19th Sultan of Kashmir
- Reign: 1561–1563
- Predecessor: Habib Shah
- Successor: Husain Shah Chak
- Born: 1509 Srinagar, Kashmir Sultanate (present-day Srinagar, Jammu and Kashmir, India)
- Died: 1567 (aged 57–58)

Names
- Ghazi Shah Chak
- Dynasty: Chak dynasty
- Father: Kaji Shah Chak
- Religion: Shia Islam

= Ghazi Shah Chak =

Sultan of Kashmir from 1561 to 1563

Ghazi (Persian pronunciation: [ɣɑːzi:], lit. 'warrior'; 1509–1567), born Ghāzī Shāh Chak, was the first Chak Sultan, who ruled over the Kashmir sultanate . He dethroned the last Shah Mir Sultan, Habib Shah, in 1561 and succeeded him under the title of Muhammad Humayun. He was the 19th Sultan of Kashmir and ruled Kashmir till he was forced to abdicate in 1563.

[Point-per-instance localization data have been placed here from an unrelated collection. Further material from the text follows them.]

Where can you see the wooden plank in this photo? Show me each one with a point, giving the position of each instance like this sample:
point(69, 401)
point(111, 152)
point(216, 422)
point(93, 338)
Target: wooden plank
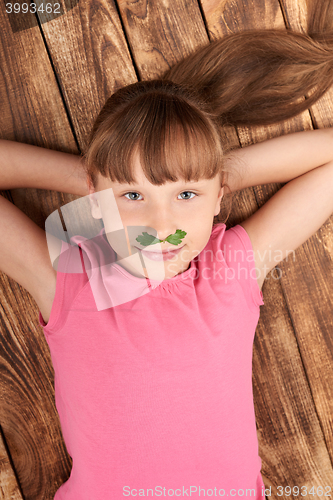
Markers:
point(32, 112)
point(90, 57)
point(9, 489)
point(312, 303)
point(288, 427)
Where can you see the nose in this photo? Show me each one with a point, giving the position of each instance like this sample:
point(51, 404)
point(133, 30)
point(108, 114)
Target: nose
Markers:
point(163, 222)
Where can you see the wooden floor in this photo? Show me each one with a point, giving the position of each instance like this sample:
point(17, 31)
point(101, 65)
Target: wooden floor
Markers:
point(57, 70)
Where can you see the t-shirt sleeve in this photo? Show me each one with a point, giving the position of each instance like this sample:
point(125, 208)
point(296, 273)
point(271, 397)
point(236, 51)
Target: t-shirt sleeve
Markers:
point(239, 257)
point(70, 279)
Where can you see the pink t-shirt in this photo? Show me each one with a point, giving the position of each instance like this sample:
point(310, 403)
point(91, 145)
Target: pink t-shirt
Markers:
point(155, 395)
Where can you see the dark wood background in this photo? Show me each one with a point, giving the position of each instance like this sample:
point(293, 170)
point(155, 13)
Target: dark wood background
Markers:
point(57, 70)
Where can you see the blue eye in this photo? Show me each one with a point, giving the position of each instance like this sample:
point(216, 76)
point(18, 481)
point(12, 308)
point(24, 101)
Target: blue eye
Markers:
point(188, 192)
point(136, 199)
point(133, 192)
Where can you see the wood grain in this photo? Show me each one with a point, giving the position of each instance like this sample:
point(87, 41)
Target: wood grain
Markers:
point(57, 72)
point(9, 488)
point(287, 389)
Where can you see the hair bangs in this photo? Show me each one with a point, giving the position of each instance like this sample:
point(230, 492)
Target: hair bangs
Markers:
point(174, 141)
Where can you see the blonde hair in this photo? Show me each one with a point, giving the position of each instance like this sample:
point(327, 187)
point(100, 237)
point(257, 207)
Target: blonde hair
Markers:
point(175, 123)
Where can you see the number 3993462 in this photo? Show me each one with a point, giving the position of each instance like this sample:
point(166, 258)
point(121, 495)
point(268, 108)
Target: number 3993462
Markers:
point(49, 8)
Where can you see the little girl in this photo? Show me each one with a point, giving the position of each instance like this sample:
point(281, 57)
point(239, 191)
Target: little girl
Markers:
point(151, 339)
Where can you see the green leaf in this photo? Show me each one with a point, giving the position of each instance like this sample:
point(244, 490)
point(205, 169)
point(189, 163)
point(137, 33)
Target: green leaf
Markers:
point(176, 238)
point(173, 239)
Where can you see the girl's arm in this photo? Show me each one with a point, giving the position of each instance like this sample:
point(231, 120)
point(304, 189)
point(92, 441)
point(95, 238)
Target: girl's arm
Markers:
point(280, 159)
point(27, 166)
point(301, 206)
point(24, 254)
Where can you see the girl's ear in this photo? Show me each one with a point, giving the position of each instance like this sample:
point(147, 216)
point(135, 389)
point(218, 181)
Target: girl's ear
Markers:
point(218, 202)
point(93, 199)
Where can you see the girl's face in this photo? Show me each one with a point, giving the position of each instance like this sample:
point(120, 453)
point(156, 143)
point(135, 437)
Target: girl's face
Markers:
point(188, 206)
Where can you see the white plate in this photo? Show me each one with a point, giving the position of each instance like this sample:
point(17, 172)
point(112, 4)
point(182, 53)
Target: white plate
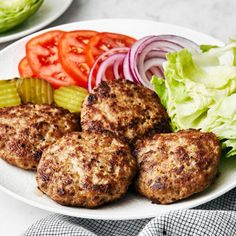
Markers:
point(48, 12)
point(21, 184)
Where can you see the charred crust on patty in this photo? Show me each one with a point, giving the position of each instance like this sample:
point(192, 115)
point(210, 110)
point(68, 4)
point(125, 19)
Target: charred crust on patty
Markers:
point(86, 169)
point(127, 109)
point(177, 165)
point(28, 129)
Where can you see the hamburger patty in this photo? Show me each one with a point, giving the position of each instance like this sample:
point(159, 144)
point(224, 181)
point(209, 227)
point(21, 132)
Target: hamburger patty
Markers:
point(26, 130)
point(86, 169)
point(125, 108)
point(176, 165)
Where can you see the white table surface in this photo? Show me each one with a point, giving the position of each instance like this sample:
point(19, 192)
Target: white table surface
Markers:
point(214, 17)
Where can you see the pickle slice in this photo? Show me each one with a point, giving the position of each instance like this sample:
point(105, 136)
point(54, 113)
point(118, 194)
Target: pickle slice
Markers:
point(35, 90)
point(70, 97)
point(8, 94)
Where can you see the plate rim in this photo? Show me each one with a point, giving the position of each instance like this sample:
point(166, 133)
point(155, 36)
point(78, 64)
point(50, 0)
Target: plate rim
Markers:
point(37, 27)
point(89, 215)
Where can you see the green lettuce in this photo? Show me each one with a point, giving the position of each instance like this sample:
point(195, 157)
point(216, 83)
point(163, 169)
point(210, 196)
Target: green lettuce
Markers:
point(14, 12)
point(199, 91)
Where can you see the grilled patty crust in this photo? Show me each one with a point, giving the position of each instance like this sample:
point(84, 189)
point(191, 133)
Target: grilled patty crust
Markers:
point(176, 165)
point(125, 108)
point(26, 130)
point(86, 169)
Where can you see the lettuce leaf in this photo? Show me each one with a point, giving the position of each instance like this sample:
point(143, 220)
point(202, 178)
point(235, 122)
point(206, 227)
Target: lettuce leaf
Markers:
point(199, 91)
point(14, 12)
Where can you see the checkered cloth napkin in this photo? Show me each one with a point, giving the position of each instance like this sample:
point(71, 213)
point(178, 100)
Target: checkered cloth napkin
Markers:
point(216, 218)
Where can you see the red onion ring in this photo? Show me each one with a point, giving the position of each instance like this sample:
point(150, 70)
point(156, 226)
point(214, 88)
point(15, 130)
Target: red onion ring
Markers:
point(113, 57)
point(153, 47)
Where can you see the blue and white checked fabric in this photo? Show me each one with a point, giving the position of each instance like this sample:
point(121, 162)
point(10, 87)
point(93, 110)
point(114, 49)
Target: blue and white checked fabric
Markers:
point(216, 218)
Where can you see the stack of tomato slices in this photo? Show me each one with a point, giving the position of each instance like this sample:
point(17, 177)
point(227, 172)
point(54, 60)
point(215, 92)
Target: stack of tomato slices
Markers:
point(66, 58)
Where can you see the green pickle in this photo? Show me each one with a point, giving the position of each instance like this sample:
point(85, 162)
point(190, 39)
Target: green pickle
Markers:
point(70, 97)
point(8, 93)
point(33, 90)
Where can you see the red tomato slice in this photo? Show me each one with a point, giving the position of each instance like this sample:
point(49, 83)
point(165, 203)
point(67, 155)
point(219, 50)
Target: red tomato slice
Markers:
point(72, 54)
point(42, 55)
point(24, 68)
point(103, 42)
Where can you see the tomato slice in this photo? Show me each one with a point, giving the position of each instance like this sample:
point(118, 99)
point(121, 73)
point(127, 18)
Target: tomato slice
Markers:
point(103, 42)
point(42, 55)
point(24, 68)
point(72, 54)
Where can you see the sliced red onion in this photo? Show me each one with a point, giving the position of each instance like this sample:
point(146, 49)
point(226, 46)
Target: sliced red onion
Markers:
point(149, 53)
point(141, 62)
point(113, 57)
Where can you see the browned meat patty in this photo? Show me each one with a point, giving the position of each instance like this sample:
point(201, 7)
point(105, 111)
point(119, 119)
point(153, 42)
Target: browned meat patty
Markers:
point(175, 166)
point(86, 169)
point(125, 108)
point(26, 130)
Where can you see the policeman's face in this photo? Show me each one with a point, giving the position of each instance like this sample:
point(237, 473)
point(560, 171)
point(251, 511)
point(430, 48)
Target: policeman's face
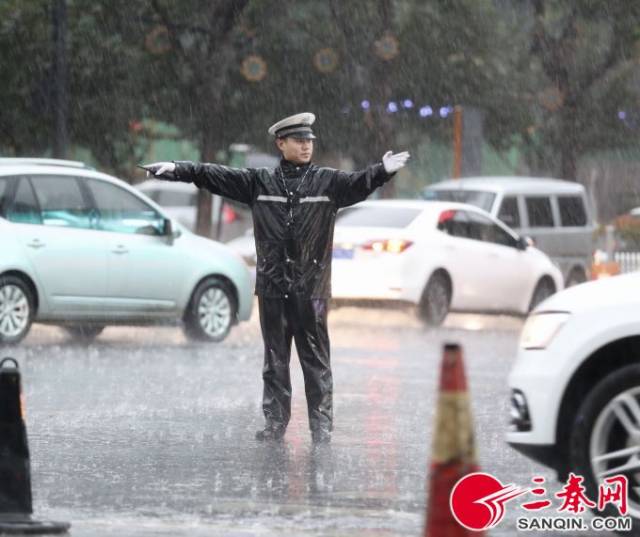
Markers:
point(298, 150)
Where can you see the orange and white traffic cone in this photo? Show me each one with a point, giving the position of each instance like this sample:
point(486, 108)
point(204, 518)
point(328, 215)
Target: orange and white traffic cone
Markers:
point(453, 455)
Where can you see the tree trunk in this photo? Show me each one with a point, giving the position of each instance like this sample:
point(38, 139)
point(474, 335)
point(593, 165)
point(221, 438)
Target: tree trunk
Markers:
point(60, 100)
point(205, 200)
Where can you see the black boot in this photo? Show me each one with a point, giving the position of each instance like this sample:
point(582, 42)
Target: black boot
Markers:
point(320, 436)
point(270, 433)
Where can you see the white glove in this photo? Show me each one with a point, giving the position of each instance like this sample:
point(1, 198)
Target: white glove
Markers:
point(160, 168)
point(393, 162)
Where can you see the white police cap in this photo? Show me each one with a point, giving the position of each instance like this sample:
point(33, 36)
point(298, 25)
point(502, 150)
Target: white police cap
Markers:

Ghazi Khan Chak was the first Chak Sultan, although he didn't rule directly at first. He defeated the invading Mughal armies three times. He was most known, however, for his extreme cruelty and savagery, which was even extreme by contemporary Kashmiri standards. He used to have the prisoners of war chopped into pieces and their heads put on spikes along the passes of Kashmir. Most famously, he had the entire army of Haibat Khan Niazi butchered, along with the camp followers, including women and children. He then sent the heads of the Niazi (Pashtun) chiefs back as gifts to Islam Shah Suri, who had sent Haibat Khan to conquer Kashmir.

He was indeed so feared even by his own kinsmen that when he was blinded by leprosy, no one dared rebel against him. He ruled for nine years and then gave his throne to his brother, Husain Shah.